Sita Bani Temple is dedicated to Devi Sita, consort of Lord Rama. It is believed that she entered into the lap of Mother Earth here. Every year, a fair is held here during Ramanavami. It is located at a distance of 20 km from Ramnagar.

===Tumaria Dam===
The Tumaria Dam is located about 17 km from Ramnagar in Maldhan village on Kosi river bank and is a major tourist attraction.

== Demographics ==
Hinduism is the majority religion in Ramnagar with 55.91% followers. Islam is second most popular religion in city with 42.92% following it. In Ramnagar, Christianity is followed by 0.35% and Sikhism by 0.73%.

==Cuisine==
The local Kumaoni food includes Bhatt ki Churkani, Jholi-Bhat, Gaahat ke Dubke, Channe ke Dubke, Ras-Bhat, Manduwe ki Roti, Paalak ka Kaapa, Bhang ki Chutni, singhodi, Aloo Ke Gutke, Thechwani, Bal Mithai, Singal, Bichoo Saag.

===Accommodation===
Ramnagar is also popular for having so many resorts for the tourists to accommodate. More than 100 resorts are located here.

== Transportation ==

=== Air ===
The nearest airport is Pantnagar Airport, 81.6 km away via UT SH 41 and 77.3 km away via NH 87 in the town of Pantnagar in Udham Singh Nagar district. However Indira Gandhi International Airport at Delhi is the nearest international airport which is 255 km away.

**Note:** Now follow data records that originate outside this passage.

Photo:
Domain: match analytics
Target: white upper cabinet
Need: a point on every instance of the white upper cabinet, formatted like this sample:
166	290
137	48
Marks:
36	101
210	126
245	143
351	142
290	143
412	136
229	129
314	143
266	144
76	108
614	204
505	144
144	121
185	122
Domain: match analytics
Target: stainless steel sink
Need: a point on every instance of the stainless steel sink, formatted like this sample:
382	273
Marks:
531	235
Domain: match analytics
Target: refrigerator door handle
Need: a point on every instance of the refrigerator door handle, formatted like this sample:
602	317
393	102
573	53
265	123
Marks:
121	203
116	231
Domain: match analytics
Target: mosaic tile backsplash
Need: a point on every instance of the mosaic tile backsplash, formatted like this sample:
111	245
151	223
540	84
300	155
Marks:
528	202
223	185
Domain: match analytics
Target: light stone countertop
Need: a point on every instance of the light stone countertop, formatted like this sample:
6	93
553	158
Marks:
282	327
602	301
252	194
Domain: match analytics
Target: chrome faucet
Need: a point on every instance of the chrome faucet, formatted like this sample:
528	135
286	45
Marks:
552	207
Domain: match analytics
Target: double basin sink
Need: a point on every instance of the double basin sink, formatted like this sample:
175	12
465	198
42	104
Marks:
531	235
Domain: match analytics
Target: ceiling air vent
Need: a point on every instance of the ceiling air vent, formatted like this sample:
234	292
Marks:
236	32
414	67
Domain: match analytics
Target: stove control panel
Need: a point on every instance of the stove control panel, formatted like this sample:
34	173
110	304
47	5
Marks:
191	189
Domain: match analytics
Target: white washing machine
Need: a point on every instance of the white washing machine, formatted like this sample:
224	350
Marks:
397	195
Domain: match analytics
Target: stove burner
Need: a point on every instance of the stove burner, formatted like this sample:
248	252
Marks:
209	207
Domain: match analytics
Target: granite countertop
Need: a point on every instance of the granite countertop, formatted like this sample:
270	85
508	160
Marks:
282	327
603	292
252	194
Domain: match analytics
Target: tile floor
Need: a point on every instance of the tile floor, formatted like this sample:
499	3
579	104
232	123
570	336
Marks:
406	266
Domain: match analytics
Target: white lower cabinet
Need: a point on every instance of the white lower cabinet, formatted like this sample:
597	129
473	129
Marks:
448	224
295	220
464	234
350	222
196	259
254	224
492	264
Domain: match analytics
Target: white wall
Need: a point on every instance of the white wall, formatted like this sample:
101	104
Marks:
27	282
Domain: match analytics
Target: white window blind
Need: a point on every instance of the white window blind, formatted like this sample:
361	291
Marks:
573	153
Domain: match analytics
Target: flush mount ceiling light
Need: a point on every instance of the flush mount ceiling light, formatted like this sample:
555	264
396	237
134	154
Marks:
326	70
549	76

Another major airport from Ramnagar is Bareilly Airport which is located around 145 km and connected to cities like Mumbai, New Delhi and Bengaluru.

=== Rail ===
In 1907, during the British Raj the railway line in Uttarakhand was extended from Moradabad to Ramnagar. Ramnagar railway station is under the administrative control of the Izzatnagar division of the North Eastern Railway zone of the Indian Railways. The station is located about 65 km from Nainital. It has direct rail links to Kashipur, Moradabad, Delhi, Bareilly, Lucknow, Haridwar, Chandigarh, Gurgaon, Mumbai, Agra, Jaisalmer and Varanasi. Code of Ramnagar railway station is RMR.

=== Road ===

Ramnagar bus station is located near to the Railway station. There are regular buses from Ramnagar to Nainital, Ranikhet, Haldwani, Tanakpur, Haridwar, Dehradun, Kashipur, Moradabad, Meerut and Delhi. Bus services are also available to Jaipur. National Highway 121 which starts from Kashipur and ends at Bubakhal, Uttarakhand passes through Ramnagar.